The very first sentence of the introduction to Ginzberg's book, summarizes her feelings toward Stanton:

"Brilliant, self-righteous, charismatic, self-indulgent, mischievous, intimidating and charming, Elizabeth Cady Stanton was the founding philosopher of the American movement for women's rights."

Ginzberg recognizes how much Stanton expanded the promise of American individualism to women, but often has been at odds with some of Stanton's methods and positions. Like other scholars, she notes that Stanton used shockingly racist language to express her indignation that black men's rights would get priority over women's rights after the Civil War. Ginzberg also argues that the racist and elitist streak in Stanton's thinking helped shape an American feminism that implicitly considers white, middle-class women the very model of womanhood itself.

Stanton never limited her thinking about women's rights to the vote, though it was that demand (which she made at the convention at Seneca Falls, N.Y., in 1848) for which she has been most remembered.
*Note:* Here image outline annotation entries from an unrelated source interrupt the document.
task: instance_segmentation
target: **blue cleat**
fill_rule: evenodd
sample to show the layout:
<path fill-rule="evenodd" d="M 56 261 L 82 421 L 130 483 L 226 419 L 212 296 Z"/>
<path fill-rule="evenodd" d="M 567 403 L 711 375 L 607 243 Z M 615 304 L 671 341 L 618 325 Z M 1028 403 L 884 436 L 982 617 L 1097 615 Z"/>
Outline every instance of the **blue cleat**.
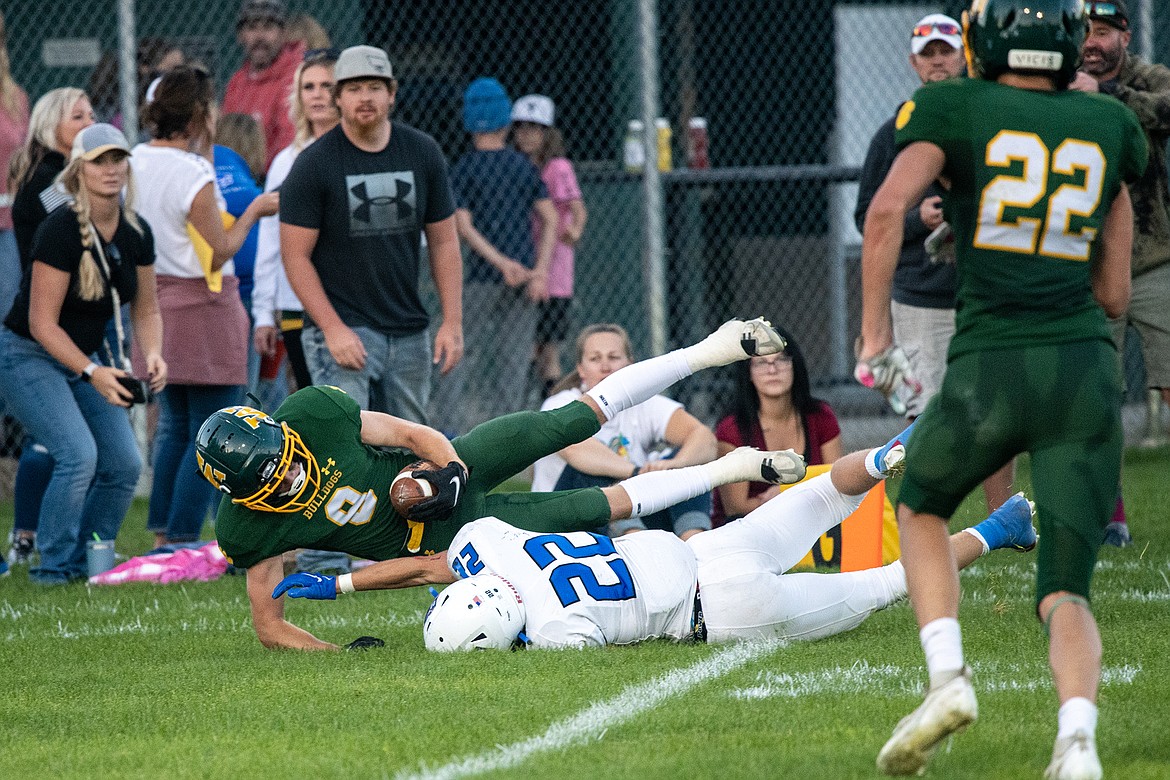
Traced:
<path fill-rule="evenodd" d="M 1032 526 L 1035 504 L 1023 492 L 1018 492 L 1004 505 L 987 516 L 983 523 L 975 526 L 990 550 L 1014 550 L 1030 552 L 1035 548 L 1039 537 Z"/>

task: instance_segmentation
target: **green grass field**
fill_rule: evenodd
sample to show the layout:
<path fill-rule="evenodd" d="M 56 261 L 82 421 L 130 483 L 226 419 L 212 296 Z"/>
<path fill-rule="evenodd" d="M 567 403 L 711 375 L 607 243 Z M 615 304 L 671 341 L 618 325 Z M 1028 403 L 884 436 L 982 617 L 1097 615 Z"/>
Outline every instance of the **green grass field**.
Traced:
<path fill-rule="evenodd" d="M 1021 484 L 1027 485 L 1026 467 Z M 1136 544 L 1106 547 L 1097 737 L 1107 776 L 1170 776 L 1170 449 L 1130 451 Z M 955 527 L 982 509 L 969 499 Z M 119 552 L 149 545 L 136 505 Z M 0 508 L 7 533 L 12 506 Z M 1042 544 L 1042 540 L 1041 540 Z M 1039 778 L 1055 734 L 1031 555 L 963 577 L 979 722 L 934 778 Z M 435 656 L 422 588 L 290 602 L 289 617 L 381 650 L 270 653 L 242 577 L 39 589 L 0 580 L 0 778 L 872 778 L 920 699 L 907 605 L 826 641 Z"/>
Stanton was highly critical of Biblical texts depicting women as inferior, as she showed in her book "The Women's Bible." She was offended by the fact that women had no rights in a divorce, so she stood up for more liberal laws at a time when marriage was considered a permanent arrangement that helped define women's legal subordination.

In addition to these rights, and the right to vote, Stanton fought for co-education, dress reform and individualism. These were, in Stanton's time, radical and deeply frightening to many Americans, Ginzberg said.

Women today have Stanton to thank for initiating great change in efforts to gain legal and political equality. While Stanton and the other women who fought for their gender's rights in the 19th century achieved so much, Ginzberg believes the United States still has a long way to go before all women are seen as equals.

She explains that most of the benefits women have gained from centuries of feminist struggle have aided women like Stanton: white and middle class. In politics, she says, women's issues often are minimized, and women too frequently act as though their most important "choices" concern fashion, body image and consumer goods.

Ginzberg says Stanton had an enormous impact on "changing public opinion about women's status, abilities and rights," and hopes her students at Penn State will be inspired by the struggles of Stanton and other activists to expand rights to more Americans. She would like them to think critically in their classes, stay informed and always evaluate their news sources.